OpenAI has an AI text detector, but won’t release it

OpenAI has developed a number of new tools to detect content generated by ChatGPT and its AI models, but it is not implementing them yet. The company has devised a way to overlay AI-generated text with a kind of watermark. This embedded indicator could achieve the goal of predicting when AI has written content. However, OpenAI is hesitant to offer this as a feature if it could be harmful to those using its models for benign purposes.

OpenAI’s new method would use algorithms that can embed subtle markings into text generated by ChatGPT. While invisible to the naked eye, the tool would use a specific format of words and phrases that indicate the origin of ChatGPT’s text. There are obvious reasons why this could be a boon to generative AI as an industry, as OpenAI points out. Watermarking could play a crucial role in combating misinformation, ensuring transparency in content creation, and preserving the integrity of digital communications. It’s also similar to a tactic that OpenAI already uses for its AI-generated images. The DALL-E 3 text-to-image model produces images with metadata that explains their AI origins, including invisible digital watermarks that can withstand even attempts to remove them through editing.
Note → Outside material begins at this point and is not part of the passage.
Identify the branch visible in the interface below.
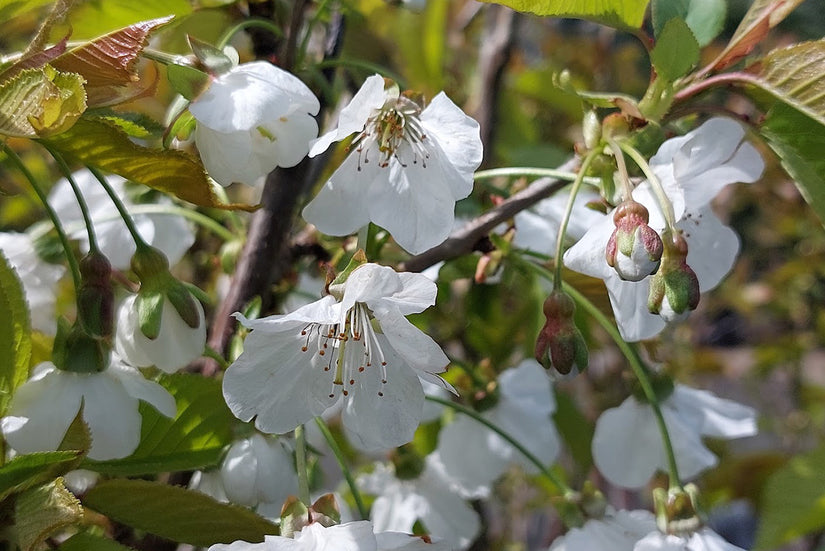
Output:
[398,157,579,272]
But words aren’t the same as images. Even in the best of circumstances, OpenAI admitted that all it would take would be a third-party tool to reword the AI-generated text and effectively remove the watermark. And while OpenAI’s new approach could work in many cases, the company wasn’t shy about highlighting its limitations and even why it wouldn’t always be desirable to use a successful watermark regardless.
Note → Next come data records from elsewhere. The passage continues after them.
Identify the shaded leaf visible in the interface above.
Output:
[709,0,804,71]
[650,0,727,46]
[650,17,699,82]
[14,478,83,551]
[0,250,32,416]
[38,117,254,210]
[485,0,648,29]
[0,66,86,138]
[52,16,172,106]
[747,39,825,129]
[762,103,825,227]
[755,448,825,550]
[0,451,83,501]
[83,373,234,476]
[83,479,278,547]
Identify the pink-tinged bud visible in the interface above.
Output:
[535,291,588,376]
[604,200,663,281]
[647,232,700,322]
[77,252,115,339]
“While it has proven highly accurate and even effective against local manipulation such as paraphrasing, it is less robust against global manipulation such as using translation systems, rephrasing with a different generative model, or asking the model to insert a special character between each word and then removing that character — making it easy for malicious actors to bypass it,” OpenAI explains in a blog post after“Another important risk we consider is that our research suggests that the text watermarking method may have a disproportionate impact on certain groups.”

AI Authorship Stamp

OpenAI is concerned that the negative consequences of releasing these types of AI watermarks will outweigh the positive impact. The company specifically singled out those who use ChatGPT for productivity tasks, but it could even lead to direct stigmatization or criticism of users who rely on generative AI tools, regardless of who they are and how they use them.

This could disproportionately impact non-English speaking users of ChatGPT, who use translations and create content in a different language. The presence of watermarks could create barriers for these users, reducing the effectiveness and acceptance of AI-generated content in multilingual contexts. The potential backlash from users could lead to them abandoning the tool if they know their content could easily be identified as AI-generated.

It is notable that this is not the first time that OpenAI AI Text Detector excursion. However, the company ended disabling the previous detector in just six months and later said that such tools are generally ineffective, which explains why there is no such option in a teacher’s guide to using ChatGPT. Still, the update suggests that the search for a perfect way to spot AI text without causing problems that drive people away from AI text generators is far from over.